Au bruit d'un doigt qui frappait discrètement à la porte, Mme de la Taillade et Gaston firent un pas, mus par la même pensée: Houdan. La première attendait une lettre; le second, sa tante ou Catherine. Ce fut Alexis qui cria machinalement:

«Entrez!»

La clef tourna dans la serrure, et Bouchot montra le bout de son nez.

«Ce n'est que moi, dit-il, peut-on entrer tout de même?

--Oui, et ferme ta porte.

--Salut, excuse, la compagnie, ça y est.»

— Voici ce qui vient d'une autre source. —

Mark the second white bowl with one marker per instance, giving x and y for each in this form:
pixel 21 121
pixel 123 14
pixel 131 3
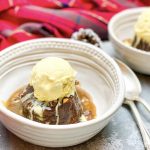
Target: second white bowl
pixel 97 72
pixel 121 27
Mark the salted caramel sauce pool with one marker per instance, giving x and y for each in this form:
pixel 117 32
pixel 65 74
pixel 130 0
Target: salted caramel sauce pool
pixel 89 109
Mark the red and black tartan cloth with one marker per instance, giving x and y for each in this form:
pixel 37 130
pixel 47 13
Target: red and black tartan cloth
pixel 22 20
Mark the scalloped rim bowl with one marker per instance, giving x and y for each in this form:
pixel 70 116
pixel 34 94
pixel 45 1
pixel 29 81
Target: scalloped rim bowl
pixel 28 53
pixel 120 27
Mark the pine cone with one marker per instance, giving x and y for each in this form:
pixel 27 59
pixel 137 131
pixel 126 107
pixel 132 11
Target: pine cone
pixel 88 36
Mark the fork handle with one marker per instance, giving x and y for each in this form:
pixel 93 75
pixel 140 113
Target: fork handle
pixel 141 100
pixel 144 132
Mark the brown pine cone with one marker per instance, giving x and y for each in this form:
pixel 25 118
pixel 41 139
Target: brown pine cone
pixel 88 36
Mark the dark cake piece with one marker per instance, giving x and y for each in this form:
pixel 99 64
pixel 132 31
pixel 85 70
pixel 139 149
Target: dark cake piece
pixel 62 111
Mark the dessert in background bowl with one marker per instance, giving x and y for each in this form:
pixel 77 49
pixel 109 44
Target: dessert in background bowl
pixel 141 38
pixel 129 34
pixel 22 64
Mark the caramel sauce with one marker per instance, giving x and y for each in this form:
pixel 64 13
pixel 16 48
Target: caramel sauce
pixel 89 109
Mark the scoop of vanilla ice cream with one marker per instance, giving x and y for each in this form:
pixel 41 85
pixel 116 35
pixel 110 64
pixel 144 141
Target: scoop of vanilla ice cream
pixel 52 78
pixel 142 26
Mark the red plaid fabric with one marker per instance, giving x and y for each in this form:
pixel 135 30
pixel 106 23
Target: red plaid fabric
pixel 22 20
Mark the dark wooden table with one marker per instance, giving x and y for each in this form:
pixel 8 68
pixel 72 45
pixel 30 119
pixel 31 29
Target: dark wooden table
pixel 120 134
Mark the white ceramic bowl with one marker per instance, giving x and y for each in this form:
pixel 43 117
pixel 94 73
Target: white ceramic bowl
pixel 97 72
pixel 121 27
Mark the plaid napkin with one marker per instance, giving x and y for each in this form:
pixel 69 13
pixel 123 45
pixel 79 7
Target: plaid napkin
pixel 22 20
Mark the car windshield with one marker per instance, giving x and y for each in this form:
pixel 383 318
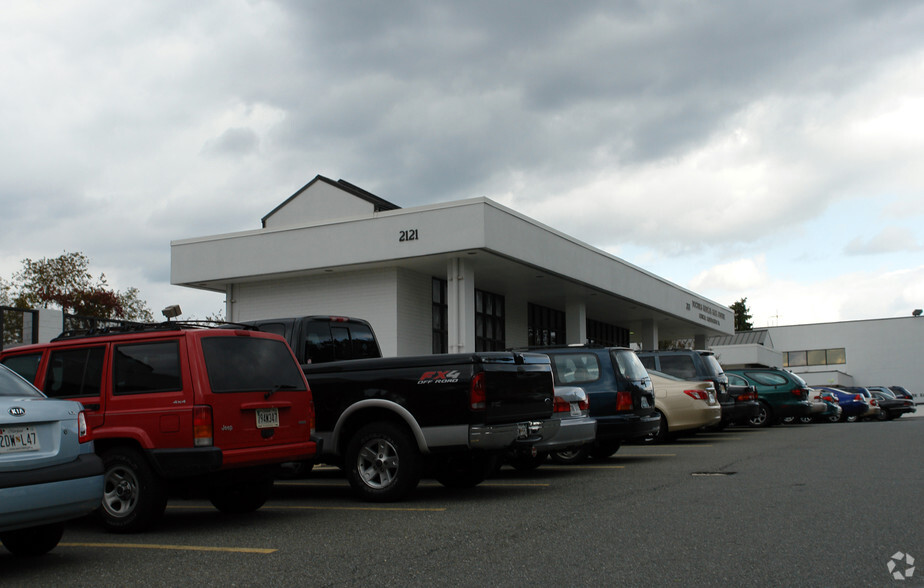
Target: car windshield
pixel 13 385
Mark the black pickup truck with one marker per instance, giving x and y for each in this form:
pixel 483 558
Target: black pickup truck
pixel 390 421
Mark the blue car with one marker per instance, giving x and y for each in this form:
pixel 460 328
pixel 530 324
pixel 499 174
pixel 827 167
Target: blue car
pixel 853 404
pixel 48 471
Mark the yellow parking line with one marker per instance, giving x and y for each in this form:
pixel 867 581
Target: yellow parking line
pixel 173 547
pixel 645 455
pixel 579 467
pixel 300 507
pixel 513 485
pixel 373 508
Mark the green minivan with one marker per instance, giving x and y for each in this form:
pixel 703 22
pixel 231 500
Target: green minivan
pixel 780 393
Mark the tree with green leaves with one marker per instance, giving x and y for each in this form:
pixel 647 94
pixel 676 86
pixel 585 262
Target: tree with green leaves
pixel 66 282
pixel 742 315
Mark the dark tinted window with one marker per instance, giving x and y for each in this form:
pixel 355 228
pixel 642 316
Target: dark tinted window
pixel 13 385
pixel 147 367
pixel 629 365
pixel 335 341
pixel 74 372
pixel 24 365
pixel 767 379
pixel 247 364
pixel 575 368
pixel 681 366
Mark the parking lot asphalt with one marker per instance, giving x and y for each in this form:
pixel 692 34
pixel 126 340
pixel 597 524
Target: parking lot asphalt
pixel 799 505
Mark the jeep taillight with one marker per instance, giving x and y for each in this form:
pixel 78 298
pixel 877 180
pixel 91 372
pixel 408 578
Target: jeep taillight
pixel 477 396
pixel 697 394
pixel 83 432
pixel 311 417
pixel 202 426
pixel 623 401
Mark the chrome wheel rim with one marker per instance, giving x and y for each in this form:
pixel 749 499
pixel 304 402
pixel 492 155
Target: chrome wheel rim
pixel 120 493
pixel 377 463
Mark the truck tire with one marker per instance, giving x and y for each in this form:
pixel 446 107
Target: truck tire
pixel 383 463
pixel 32 541
pixel 465 471
pixel 134 497
pixel 241 496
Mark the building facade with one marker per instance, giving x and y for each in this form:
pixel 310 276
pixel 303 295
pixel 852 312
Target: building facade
pixel 461 276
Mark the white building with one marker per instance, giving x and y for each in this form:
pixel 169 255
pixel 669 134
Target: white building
pixel 461 276
pixel 877 352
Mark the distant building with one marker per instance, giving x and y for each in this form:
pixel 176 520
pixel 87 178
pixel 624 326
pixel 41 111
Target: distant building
pixel 885 352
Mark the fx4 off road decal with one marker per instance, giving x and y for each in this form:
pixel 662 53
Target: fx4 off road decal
pixel 450 377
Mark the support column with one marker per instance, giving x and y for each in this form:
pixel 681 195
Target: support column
pixel 699 341
pixel 575 321
pixel 649 333
pixel 460 294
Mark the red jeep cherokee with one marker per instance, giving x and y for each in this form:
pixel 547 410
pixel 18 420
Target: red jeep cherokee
pixel 173 408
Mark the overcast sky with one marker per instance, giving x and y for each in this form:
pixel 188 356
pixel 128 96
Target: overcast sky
pixel 773 151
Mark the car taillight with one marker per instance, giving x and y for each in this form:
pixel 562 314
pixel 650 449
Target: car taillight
pixel 697 394
pixel 477 396
pixel 562 405
pixel 83 432
pixel 624 401
pixel 311 417
pixel 202 426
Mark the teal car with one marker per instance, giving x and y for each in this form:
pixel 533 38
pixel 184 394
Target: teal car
pixel 781 394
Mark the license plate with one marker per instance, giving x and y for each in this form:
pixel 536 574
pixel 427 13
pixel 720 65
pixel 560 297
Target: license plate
pixel 267 417
pixel 16 439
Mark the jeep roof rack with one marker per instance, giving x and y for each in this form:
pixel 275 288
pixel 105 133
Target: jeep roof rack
pixel 147 328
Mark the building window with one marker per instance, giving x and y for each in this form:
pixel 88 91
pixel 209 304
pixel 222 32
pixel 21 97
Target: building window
pixel 606 334
pixel 440 317
pixel 836 356
pixel 546 325
pixel 489 322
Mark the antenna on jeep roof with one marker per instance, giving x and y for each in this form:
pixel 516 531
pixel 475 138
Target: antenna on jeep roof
pixel 172 311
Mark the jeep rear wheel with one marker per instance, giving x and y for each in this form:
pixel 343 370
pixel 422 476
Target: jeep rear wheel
pixel 133 496
pixel 383 463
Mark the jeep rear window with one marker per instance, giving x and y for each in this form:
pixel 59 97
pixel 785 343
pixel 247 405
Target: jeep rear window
pixel 248 364
pixel 575 368
pixel 141 368
pixel 13 385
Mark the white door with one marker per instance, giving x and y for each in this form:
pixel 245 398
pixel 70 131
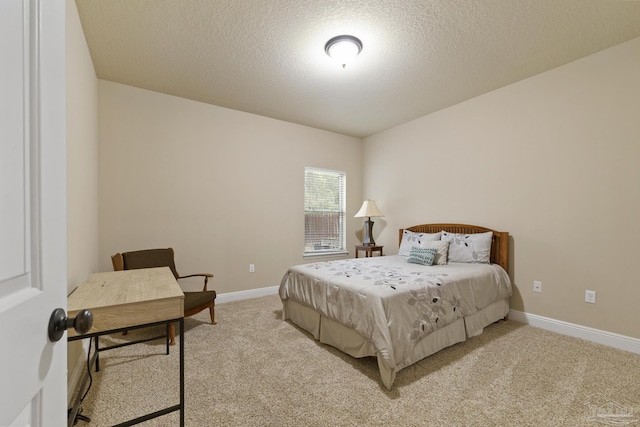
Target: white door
pixel 33 261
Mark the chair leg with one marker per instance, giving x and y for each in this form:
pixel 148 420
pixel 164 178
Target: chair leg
pixel 212 313
pixel 172 334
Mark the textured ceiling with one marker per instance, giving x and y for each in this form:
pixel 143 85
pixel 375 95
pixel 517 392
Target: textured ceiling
pixel 267 57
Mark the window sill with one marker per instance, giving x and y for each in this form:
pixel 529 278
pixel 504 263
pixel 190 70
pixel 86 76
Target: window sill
pixel 325 254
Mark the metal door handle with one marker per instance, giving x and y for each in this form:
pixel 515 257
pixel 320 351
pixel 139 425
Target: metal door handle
pixel 59 322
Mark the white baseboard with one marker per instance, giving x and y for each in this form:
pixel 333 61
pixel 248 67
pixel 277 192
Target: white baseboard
pixel 611 339
pixel 240 295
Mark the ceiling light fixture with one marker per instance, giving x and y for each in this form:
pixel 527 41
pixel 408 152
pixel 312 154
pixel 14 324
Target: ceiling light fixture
pixel 343 49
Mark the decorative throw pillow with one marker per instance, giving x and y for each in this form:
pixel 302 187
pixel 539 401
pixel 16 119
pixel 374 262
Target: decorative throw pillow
pixel 411 239
pixel 441 248
pixel 422 256
pixel 474 248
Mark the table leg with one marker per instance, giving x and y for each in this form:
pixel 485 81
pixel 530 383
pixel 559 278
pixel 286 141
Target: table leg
pixel 181 371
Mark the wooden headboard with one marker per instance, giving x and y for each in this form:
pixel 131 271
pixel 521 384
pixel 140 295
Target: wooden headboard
pixel 499 244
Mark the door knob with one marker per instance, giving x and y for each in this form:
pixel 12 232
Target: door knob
pixel 59 322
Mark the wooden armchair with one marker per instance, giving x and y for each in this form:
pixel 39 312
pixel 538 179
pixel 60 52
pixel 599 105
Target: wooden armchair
pixel 194 302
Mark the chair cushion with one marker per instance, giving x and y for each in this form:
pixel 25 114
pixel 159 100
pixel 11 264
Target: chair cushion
pixel 195 299
pixel 150 258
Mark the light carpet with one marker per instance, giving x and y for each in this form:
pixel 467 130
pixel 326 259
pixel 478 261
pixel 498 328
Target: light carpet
pixel 254 369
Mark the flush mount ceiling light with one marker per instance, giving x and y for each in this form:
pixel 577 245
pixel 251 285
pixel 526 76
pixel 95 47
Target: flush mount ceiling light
pixel 343 49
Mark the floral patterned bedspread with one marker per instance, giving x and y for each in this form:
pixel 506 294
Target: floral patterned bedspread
pixel 392 303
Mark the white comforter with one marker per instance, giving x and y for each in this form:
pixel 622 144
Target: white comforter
pixel 392 303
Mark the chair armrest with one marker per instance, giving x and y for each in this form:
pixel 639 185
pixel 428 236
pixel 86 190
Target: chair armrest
pixel 205 275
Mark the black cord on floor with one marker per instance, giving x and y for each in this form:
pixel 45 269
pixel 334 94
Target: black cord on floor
pixel 88 372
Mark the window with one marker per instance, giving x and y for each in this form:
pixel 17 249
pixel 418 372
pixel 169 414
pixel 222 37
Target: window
pixel 324 211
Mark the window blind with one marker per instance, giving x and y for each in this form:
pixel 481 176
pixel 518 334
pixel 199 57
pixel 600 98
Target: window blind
pixel 324 211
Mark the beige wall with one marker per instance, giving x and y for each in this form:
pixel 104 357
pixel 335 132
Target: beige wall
pixel 553 160
pixel 82 163
pixel 223 188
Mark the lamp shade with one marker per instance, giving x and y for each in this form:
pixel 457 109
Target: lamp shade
pixel 368 209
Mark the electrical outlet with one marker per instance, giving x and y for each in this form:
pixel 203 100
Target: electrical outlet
pixel 537 286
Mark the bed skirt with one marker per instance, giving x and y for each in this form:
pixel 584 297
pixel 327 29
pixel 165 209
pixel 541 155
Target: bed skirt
pixel 333 333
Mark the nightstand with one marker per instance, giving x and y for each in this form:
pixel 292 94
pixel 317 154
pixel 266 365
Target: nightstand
pixel 369 250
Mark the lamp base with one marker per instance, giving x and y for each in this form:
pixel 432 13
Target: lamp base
pixel 368 233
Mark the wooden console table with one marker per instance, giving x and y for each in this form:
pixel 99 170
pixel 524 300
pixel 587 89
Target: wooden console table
pixel 129 299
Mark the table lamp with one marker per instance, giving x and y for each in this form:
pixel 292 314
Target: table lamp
pixel 368 210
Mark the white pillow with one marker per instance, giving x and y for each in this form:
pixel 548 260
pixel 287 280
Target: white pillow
pixel 422 256
pixel 411 239
pixel 475 248
pixel 439 245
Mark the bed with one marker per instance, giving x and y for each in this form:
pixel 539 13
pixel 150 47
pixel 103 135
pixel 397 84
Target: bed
pixel 399 311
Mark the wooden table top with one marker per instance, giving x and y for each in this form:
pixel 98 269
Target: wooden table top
pixel 119 299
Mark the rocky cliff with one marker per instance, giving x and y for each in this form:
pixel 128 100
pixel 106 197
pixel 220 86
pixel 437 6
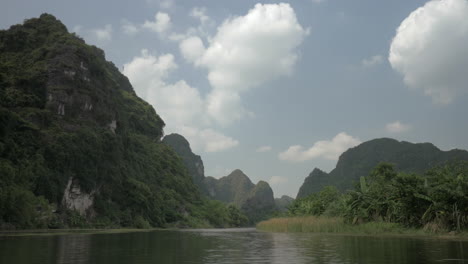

Henri Bouchot, apprenti cordonnier, élève de son père, ainsi qu'il le déclarait lui-même, allait atteindre sa onzième année. Petit pour son âge, mais remuant comme un singe, il y avait plus de vigueur et de santé qu'on ne le supposait à première vue dans ce corps chétif en apparence. Qu'on se représente sur un visage ovale, sous un front large, intelligent, bombé, couronné de cheveux blonds en broussaille, deux yeux gris pétillant de malice, un nez retroussé, une bouche aux lèvres fines et narquoises, et l'on aura le portrait de Bouchot. En toute saison, avec une complète insouciance, il marchait vêtu d'une blouse grise percée aux coudes, d'un pantalon endommagé aux genoux et d'un tablier vert à bavette qui lui descendait à mi-jambe. Sa coiffure se composait d'une calotte rouge qui se promenait sans prétention de l'une à l'autre de ses oreilles ou reposait au fond de sa poche. Depuis un an et demi que sa mère était morte, Bouchot avait cessé de fréquenter l'école mutuelle et travaillait avec son père, excellent ouvrier qui, sous le prétexte de combattre le chagrin que lui causait le souvenir de sa femme, s'enivrait assez régulièrement et battait son fils un peu à tort et à travers. L'enfant supportait ces orages avec constance, les provoquait souvent par le temps qu'il employait à faire une course, le peu de soin avec lequel il garnissait un revers, l'irrégularité des rangées de clous dont il émaillait une semelle, et trouvait en somme qu'il n'était pas trop mauvais de vivre, surtout les jours où son père ne se consolait pas trop.